Examination of Witnesses (Questions 80-86)
MS LIZ
PEACE, MR
MIKE GUNSTON,
MR LOUIS
ARMSTRONG, MR
CHRIS HART
AND MR
TED WESTLAKE
24 APRIL 2006
Q80 Mr Betts: This is not the information
we have been given.
Mr Westlake: The way it is drafted
it says no.
Q81 Mr Betts: Right, but if there
were to be an element of hope value included would that be a big
complication?
Mr Westlake: It would be a valuation
complication, yes, a large one.
Mr Hart: It would not be a large
complication. It would just make the arguments rather more drawn
out.
Q82 Martin Horwood: I feel I need
to declare an interest because I have just had my garage demolished.
I have a question about the timing of the valuation. Mr Westgate
seemed to be suggesting that any system that was not based on
real sale values but on valuations was problematic, but the RICS
position seems to be that you want the liability for PGS to be
established well before development commences. Our information
is that the valuation is likely to take place at planning permission
stage. Is that something you are in favour of or would you prefer
it to be closer to the actual sale?
Mr Hart: It depends what you mean
by planning permission stage, because this is something else that
came out during the consultation process. As drafted, it suggests
that it is a full planning consent, which will be that all reserve
matters have been agreed. Reserve matters can often not be agreed
until the end of a development, or ever in some cases, so on the
basis of how it was originally drafted we took the view that we
had to have a point and we were getting the impression during
the consultation that we had now moved to a point where the valuation
date would be when sufficient planning consent had been achieved
in order for development to commence, which is a different ball
game.
Q83 Chair: Would that be acceptable?
Would you prefer that?
Mr Hart: As we pointed out, if
you had to wait until complete planning consent was achieved it
might be after the development had occurred, in which case there
would be no planning application.
Q84 Chair: So you would prefer it?
Mr Hart: We pointed out that it
would not work in the way drafted.
Mr Westlake: In other words, I
think what we are saying is that you should have several tax points,
not just one tax point, not just when you start development as
your date for due payment with a retroactive valuation date to
when you had planning permission. It should be at the time of
sale or disposal by the landowner to the developer and then onwards.
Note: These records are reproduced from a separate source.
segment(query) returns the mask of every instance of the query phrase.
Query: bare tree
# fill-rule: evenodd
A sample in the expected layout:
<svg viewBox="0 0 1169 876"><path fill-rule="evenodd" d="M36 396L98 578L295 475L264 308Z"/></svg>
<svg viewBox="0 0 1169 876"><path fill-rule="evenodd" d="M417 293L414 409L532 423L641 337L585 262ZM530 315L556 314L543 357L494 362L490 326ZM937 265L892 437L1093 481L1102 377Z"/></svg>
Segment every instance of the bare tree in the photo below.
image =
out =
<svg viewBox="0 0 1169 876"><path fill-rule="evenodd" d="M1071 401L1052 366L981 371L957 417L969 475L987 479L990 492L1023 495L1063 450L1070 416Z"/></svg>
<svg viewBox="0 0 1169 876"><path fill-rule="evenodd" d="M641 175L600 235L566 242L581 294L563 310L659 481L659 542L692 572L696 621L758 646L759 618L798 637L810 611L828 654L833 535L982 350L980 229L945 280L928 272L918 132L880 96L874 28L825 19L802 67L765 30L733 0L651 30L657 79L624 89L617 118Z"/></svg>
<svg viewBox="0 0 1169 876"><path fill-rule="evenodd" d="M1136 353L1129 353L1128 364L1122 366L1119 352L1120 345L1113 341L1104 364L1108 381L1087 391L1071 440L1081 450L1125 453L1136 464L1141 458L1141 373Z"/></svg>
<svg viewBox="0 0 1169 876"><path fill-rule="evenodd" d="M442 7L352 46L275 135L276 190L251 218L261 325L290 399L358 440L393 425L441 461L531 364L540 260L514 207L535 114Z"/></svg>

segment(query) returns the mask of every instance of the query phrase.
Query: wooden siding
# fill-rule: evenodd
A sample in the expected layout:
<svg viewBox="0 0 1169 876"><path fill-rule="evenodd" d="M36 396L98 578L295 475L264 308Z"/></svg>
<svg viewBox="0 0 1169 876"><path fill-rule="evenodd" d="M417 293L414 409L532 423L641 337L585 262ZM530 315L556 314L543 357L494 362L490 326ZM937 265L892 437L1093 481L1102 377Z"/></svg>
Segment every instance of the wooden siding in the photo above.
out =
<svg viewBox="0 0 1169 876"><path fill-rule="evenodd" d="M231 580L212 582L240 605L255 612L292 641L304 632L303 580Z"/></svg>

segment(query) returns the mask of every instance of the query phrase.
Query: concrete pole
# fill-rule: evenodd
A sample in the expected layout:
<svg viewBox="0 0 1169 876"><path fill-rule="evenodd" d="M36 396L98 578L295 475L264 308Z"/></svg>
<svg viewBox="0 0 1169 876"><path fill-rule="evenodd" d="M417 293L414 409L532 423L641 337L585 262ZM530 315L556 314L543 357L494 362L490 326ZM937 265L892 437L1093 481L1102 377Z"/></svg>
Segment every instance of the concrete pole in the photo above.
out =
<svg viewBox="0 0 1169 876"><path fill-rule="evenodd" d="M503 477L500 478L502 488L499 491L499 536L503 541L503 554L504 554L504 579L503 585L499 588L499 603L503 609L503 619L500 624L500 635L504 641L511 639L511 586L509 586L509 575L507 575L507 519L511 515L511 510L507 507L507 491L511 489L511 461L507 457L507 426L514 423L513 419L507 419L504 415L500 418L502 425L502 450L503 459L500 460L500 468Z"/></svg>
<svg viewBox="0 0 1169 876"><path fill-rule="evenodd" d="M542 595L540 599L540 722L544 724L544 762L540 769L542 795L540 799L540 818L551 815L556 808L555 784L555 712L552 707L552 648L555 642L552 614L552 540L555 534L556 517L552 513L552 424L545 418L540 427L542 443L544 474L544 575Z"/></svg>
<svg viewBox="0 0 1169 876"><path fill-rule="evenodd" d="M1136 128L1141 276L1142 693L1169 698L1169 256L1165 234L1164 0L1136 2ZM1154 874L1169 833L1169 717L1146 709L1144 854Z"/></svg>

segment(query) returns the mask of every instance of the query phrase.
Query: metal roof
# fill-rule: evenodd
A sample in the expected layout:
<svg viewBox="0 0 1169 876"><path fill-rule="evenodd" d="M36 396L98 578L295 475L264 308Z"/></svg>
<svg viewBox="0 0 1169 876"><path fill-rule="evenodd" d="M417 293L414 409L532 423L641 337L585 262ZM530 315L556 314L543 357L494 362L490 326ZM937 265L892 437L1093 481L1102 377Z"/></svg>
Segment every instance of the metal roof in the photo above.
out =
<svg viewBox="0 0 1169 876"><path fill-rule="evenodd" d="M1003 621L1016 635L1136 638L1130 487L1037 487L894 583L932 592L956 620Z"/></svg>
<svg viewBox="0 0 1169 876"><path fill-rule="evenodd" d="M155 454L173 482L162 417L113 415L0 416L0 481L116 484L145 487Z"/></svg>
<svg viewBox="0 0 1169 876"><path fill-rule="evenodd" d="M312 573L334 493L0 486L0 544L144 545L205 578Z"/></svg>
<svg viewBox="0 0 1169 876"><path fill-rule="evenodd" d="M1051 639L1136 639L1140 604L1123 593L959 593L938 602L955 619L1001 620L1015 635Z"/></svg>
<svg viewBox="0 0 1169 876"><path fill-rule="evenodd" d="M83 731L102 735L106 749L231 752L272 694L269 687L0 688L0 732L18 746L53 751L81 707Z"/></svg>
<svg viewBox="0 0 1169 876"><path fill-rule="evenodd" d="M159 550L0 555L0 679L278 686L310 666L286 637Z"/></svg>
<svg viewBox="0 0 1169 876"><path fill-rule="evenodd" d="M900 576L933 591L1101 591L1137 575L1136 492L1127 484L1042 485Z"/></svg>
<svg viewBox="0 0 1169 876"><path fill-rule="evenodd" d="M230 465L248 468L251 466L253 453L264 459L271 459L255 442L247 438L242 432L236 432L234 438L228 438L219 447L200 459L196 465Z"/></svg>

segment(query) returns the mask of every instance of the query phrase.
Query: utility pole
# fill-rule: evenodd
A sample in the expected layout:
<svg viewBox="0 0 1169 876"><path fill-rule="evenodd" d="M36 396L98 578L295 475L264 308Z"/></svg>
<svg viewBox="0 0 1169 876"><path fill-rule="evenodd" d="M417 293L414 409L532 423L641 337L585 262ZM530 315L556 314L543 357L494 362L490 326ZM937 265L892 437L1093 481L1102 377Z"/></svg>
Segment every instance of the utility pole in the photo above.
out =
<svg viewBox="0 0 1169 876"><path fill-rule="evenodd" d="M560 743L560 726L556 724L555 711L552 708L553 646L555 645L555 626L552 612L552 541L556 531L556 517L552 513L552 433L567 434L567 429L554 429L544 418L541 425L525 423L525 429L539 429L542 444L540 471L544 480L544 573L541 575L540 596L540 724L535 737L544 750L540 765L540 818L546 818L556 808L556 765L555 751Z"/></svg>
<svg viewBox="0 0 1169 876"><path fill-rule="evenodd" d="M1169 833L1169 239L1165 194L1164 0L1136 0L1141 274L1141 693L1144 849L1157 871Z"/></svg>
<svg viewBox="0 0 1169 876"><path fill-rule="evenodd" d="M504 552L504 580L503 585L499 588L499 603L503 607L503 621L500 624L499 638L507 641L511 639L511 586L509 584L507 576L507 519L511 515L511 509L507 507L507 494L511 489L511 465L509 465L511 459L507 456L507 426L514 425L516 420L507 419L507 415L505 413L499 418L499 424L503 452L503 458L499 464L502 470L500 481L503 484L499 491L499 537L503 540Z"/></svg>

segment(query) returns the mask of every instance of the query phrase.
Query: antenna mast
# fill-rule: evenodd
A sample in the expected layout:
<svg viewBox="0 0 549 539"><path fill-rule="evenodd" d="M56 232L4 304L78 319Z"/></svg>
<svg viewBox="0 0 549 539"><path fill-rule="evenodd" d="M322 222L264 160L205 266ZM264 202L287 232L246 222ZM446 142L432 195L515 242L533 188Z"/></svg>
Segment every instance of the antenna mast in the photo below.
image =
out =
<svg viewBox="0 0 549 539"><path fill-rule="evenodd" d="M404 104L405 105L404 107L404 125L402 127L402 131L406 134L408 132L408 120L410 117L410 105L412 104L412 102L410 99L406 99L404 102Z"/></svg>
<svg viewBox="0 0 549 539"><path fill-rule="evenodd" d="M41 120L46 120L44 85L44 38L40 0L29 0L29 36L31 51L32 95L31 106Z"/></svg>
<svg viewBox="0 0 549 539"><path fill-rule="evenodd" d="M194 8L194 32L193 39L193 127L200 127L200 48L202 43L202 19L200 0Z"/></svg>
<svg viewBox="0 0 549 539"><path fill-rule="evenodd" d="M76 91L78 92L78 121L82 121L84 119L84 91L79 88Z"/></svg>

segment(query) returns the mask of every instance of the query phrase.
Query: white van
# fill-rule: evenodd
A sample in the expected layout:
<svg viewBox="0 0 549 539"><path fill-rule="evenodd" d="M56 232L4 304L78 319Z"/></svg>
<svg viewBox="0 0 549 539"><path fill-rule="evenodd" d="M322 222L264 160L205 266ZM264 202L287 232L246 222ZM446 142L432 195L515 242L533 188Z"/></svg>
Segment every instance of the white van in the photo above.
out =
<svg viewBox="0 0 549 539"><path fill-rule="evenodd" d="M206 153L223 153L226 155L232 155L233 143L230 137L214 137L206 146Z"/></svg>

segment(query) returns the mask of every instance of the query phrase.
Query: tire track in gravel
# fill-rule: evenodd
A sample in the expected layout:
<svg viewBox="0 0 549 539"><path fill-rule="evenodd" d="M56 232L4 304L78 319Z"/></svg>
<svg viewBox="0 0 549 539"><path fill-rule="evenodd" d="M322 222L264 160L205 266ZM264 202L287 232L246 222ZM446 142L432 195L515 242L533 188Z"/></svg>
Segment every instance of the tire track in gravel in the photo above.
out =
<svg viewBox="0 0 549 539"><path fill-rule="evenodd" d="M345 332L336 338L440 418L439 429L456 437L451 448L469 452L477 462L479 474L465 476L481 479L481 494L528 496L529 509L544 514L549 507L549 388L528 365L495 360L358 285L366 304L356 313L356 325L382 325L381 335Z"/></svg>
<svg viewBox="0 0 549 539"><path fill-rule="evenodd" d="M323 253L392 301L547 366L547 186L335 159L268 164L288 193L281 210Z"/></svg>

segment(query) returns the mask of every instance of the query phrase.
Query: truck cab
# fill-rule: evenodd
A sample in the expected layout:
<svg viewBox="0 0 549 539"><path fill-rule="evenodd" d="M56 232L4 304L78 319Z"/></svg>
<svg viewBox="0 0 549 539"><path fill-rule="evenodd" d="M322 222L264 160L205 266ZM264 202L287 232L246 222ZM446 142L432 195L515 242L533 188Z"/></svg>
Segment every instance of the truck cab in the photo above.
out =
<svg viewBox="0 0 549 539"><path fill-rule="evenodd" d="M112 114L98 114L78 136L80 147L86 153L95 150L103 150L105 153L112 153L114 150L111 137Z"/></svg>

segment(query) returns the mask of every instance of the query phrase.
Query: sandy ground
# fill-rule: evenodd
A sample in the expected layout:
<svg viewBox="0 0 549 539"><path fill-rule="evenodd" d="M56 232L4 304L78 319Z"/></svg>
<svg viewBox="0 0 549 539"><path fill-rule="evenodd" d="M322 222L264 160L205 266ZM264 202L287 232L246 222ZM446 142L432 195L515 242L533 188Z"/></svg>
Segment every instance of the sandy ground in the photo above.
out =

Q85 Martin Horwood: This seems to
be so likely to create a lot of work for chartered surveyors that
I think you ought to be available.
Mr Armstrong: It is a planning
interest, not necessarily of any particular sector.
Q86 Martin Horwood: If we link it
to the commencement of work, as Mr Hart just said, what if you
do not commence the work? What if you just get planning permission
and sell the plot with planning permission?
Mr Hart: As drafted, you value
at the point the planning consent is achieved and then, a bit
like the way stamp duty and land tax now work, you effectively
buy a development certificate by paying the tax at the point of
development, which is something we do not agree with, by the way,
because it means that you would go into the commencement of the
development with having an uncertain tax liability, which the
bankers would not fund. Yes, we have been commenting on the way
it is drafted, not necessarily the way we suggest it would be
done.
Chair: I am conscious that we could go
on and on for hours but we cannot because we have another evidence
session. Thank you very much indeed.